They call it “reality TV,” but I’m really not sure why. To me, the term is an oxymoron, like “jumbo shrimp” or “white chocolate.” But whatever we call it, reality TV is a cultural phenomenon that tells us some significant things about spiritual life in the twenty-first century.
What is reality TV? The best definition I’ve seen comes from the Francis A. Schaeffer Institute in St. Louis. In an article called “Surviving the Real World: Voyeur-Vision and the Quest for Reality,” Michael Gordon describes these shows as “television programs that present ordinary people in ‘scripted unscriptedness’ with sensational circumstances for the purpose of entertainment” [Perspectives, Summer 2002, p. 3]. And the circumstances often encourage some form of immorality, or at least folly.
Reality TV probably started with “Who Wants to Marry a Millionaire?” the show on which a wealthy bachelor had dozens of women competing for his hand in marriage. Then it was “Survivor,” and all its successors, on which adventurers compete to be the last person left in some exotic and dangerous locale. There was “Temptation Island,” on which couples that were dating were tempted to be unfaithful, and “Fear Factor,” on which people were forced to face their fears—the more disgusting the better.
The list goes on and on. The biggest hit was “Joe Millionaire,” on which an eligible young bulldozer driver supposedly inherited 50 million dollars and had his choice of 20 beautiful young women. And just this week we were introduced to “Married by America,” on which the participants didn’t even get to choose: Instead, their partners were chosen by a national television audience. Where will it all end?
Needless to say, these programs are all highly contrived. There is almost nothing real about them. They ask us to believe that, for example, a man climb off his bulldozer, inherit 50 million dollars, move to a French chateau, and have his choice among 20 beautiful young women. That’s not reality; it’s fantasy. And in reality the people who appear on these programs are actors—not professional actors, but actors nonetheless. They are carefully selected on the basis of their looks and personality to play a character in a drama. When they appear on camera, they know that America is watching, and it shows. The situations are artificial; the scenes are staged; the conversations are stilted. Then the program is heavily edited. Hundreds of hours are video are reduced to a few hours of air time and spliced together to tell some kind of coherent story. Reality TV is not real at all. It is casted, scripted, edited, and marketed for the viewing public.

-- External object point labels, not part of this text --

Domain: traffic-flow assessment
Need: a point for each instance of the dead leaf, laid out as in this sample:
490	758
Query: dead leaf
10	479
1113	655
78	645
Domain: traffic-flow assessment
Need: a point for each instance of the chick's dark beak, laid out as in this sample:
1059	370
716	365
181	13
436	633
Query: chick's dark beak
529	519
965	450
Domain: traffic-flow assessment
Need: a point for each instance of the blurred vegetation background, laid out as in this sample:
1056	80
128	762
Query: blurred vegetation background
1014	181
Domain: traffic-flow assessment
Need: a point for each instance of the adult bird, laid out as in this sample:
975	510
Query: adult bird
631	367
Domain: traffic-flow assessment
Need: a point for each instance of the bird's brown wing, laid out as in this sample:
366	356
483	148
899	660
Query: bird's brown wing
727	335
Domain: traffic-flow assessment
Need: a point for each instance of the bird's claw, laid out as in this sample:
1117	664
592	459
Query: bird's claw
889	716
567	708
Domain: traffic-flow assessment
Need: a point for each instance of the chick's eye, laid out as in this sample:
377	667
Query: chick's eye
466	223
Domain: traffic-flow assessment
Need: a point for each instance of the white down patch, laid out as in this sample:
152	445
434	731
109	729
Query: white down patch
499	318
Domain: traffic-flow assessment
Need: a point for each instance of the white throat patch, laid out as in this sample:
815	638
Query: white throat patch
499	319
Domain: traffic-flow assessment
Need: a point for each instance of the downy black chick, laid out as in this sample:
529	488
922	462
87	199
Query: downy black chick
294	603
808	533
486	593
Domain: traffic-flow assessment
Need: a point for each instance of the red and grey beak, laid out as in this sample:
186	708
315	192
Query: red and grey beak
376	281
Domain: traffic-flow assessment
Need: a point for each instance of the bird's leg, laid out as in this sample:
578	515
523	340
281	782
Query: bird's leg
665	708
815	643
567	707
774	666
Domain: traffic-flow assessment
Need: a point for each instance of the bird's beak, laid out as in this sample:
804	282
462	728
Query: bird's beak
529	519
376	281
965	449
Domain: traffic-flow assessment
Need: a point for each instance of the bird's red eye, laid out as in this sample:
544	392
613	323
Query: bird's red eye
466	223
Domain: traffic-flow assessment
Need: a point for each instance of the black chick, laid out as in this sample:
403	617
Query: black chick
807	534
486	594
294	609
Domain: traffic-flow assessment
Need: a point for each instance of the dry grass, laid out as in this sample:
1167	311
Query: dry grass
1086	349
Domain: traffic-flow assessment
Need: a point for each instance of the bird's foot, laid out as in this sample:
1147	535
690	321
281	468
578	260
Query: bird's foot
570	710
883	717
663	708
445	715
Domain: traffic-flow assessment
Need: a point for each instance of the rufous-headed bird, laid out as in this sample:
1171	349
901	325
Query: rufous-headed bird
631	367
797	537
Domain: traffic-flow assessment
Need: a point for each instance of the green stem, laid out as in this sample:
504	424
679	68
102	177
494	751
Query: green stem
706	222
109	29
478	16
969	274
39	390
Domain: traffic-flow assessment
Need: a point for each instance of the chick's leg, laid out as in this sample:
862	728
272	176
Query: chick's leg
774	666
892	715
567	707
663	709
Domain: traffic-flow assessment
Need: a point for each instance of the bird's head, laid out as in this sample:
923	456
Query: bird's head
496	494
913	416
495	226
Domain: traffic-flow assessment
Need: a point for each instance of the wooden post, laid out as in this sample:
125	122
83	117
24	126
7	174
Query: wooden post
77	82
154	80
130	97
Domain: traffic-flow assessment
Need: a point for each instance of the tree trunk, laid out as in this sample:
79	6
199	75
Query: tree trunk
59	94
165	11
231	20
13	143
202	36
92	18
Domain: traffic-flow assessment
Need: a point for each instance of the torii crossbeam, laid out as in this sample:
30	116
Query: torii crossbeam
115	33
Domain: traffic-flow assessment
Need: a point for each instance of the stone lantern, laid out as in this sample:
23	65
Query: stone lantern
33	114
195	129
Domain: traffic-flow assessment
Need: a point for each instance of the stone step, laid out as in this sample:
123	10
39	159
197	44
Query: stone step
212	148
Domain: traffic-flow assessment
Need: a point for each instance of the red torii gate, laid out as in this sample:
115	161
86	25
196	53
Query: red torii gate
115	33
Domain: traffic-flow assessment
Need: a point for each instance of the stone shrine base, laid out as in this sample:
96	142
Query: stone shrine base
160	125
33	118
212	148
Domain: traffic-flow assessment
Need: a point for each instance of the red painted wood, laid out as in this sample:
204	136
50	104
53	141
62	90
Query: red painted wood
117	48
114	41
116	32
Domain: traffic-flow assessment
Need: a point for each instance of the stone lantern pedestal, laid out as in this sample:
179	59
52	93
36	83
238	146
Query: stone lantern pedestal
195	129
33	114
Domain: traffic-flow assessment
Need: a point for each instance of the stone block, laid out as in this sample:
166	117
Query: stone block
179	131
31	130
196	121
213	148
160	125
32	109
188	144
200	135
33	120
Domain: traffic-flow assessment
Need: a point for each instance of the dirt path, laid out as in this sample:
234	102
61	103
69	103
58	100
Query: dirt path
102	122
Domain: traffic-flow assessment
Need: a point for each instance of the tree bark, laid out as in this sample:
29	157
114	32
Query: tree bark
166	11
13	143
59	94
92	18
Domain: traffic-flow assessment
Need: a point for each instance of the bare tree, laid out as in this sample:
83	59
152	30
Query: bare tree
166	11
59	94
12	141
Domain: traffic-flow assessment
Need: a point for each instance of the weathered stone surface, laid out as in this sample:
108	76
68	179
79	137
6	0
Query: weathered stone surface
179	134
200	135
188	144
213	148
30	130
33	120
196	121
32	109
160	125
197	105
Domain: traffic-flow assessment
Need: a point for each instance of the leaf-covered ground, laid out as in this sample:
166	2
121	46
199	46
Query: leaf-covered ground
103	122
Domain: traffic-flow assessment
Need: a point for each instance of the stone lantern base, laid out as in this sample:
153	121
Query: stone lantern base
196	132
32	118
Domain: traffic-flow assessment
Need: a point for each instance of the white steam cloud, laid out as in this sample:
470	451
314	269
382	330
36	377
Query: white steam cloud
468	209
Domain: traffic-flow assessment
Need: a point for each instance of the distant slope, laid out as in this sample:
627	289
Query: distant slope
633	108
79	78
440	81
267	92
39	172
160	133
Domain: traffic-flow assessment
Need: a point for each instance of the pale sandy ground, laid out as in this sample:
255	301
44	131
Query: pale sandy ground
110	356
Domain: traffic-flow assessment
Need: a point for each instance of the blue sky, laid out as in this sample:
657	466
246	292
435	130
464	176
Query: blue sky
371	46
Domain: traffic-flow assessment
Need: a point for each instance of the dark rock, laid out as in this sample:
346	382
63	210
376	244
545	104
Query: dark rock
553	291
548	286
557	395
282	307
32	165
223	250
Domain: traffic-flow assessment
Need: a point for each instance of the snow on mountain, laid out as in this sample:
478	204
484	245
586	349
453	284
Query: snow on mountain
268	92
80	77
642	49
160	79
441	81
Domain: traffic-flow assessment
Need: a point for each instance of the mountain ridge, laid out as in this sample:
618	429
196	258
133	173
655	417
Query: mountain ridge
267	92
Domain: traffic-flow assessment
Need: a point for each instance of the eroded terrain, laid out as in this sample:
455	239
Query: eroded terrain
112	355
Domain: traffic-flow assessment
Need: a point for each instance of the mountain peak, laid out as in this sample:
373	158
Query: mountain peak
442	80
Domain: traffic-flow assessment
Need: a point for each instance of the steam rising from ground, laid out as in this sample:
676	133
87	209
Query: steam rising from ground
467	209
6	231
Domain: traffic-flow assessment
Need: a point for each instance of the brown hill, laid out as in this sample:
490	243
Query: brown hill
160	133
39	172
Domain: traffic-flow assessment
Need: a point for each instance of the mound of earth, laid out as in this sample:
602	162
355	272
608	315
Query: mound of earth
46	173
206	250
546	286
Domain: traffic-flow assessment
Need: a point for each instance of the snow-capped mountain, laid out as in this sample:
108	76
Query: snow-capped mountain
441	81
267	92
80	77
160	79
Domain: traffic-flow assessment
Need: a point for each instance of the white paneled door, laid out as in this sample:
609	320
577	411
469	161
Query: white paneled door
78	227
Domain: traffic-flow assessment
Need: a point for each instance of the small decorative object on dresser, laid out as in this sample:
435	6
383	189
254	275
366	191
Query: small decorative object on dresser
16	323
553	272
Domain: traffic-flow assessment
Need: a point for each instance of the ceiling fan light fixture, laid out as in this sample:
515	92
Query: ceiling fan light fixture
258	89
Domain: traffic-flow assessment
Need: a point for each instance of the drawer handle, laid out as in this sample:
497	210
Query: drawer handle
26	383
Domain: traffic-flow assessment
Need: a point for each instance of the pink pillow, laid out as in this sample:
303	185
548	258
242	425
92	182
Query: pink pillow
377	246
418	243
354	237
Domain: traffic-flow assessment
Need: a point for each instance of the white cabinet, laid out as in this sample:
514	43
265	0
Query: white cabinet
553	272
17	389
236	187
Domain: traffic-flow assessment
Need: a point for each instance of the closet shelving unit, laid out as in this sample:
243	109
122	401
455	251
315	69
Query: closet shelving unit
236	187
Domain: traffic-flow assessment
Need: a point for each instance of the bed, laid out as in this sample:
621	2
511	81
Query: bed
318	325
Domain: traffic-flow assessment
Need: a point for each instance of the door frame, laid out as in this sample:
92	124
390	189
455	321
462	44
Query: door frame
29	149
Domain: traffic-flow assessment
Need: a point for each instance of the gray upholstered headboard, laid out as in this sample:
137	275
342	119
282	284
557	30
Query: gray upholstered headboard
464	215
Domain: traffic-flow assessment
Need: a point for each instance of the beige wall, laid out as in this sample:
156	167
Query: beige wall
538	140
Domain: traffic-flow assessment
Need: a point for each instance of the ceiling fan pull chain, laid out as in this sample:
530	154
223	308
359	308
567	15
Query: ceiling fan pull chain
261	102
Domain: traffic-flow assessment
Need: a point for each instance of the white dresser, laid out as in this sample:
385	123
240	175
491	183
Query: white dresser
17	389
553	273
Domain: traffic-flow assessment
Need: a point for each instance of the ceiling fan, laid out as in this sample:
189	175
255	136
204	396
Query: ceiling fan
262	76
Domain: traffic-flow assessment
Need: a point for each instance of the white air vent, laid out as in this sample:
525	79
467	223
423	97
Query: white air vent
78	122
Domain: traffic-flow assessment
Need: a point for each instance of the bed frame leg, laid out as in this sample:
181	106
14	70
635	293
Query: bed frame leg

The fantasy can only last for so long. I hope you will not be too disappointed to learn that none of the couples on the reality romance programs are still together. As it turns out, the reality is what happens after the TV, when the couples break up, the recriminations start, and the lying young bachelor gets booed in public. Now that’s reality!
What does the popularity of these shows tell us? One thing it tells us is that nothing is more fascinating than watching human beings and the way they react in various situations. What will they say? What will they do? How will they respond when they are forced to confront their worst fears? How will they act when the only way they can win is by forcing someone else to lose? How will they feel when they get rejected? We love to watch people try to start a relationship. We love to see what they will do when the pressure is on. And frankly, we love to see them squirm when they get caught doing something wrong.
All of this proves there is something special about human beings. What else could possibly absorb our interest and attention in this way? Only people who were made to be like God (see Gen. 1:27), but are now struggling to make things work in a fallen world.
The stunning success of so-called reality TV also tells us that Americans have nothing better to do. What kind of culture produces a television program like “The Bachelorette”? Only a culture that is bored with reality and has lost all sense of purpose. Apparently, our own lives are not interesting enough to hold our interest. We want to put somebody else in an unreal situation and watch what happens. Reality shows never would have appeared in the 1950s. It is only at this late stage of cultural decadence that such programming is even possible.
Reality TV is very different from, say, watching a good film. When someone writes the script for a movie, they are telling a story that shows something about life. If the story is morally ennobling, then rather than merely serving as a form of escape, it enables us to gain deeper understanding into what it means to live in God’s world. Reality TV—or unreality TV doesn’t do that. It just wastes our time. It may amuse us for a while, but it does not equip us to live for God. We end up living in someone else’s fantasy instead of doing what we ought to be doing, which is getting involved with real people and their real problems.
If you enjoy reality TV, you ought to try just plain old reality. Really, you should. The kind of reality I have in mind comes from living an authentic Christian life that is dedicated to helping others grow in grace. “Now we really live,” wrote the apostle Paul, “since you are standing firm in the Lord” (1 Thess. 3:8). Don’t just sit there watching people do trivial things on television. Go on a short-term missions trip to a place where the church is struggling. Live in community with other Christians or get involved in ministry and then try to love the people you have to live with and work with. Spend time praying with somebody who is trying and sometimes failing to make a relationship work. But whatever you do, get real.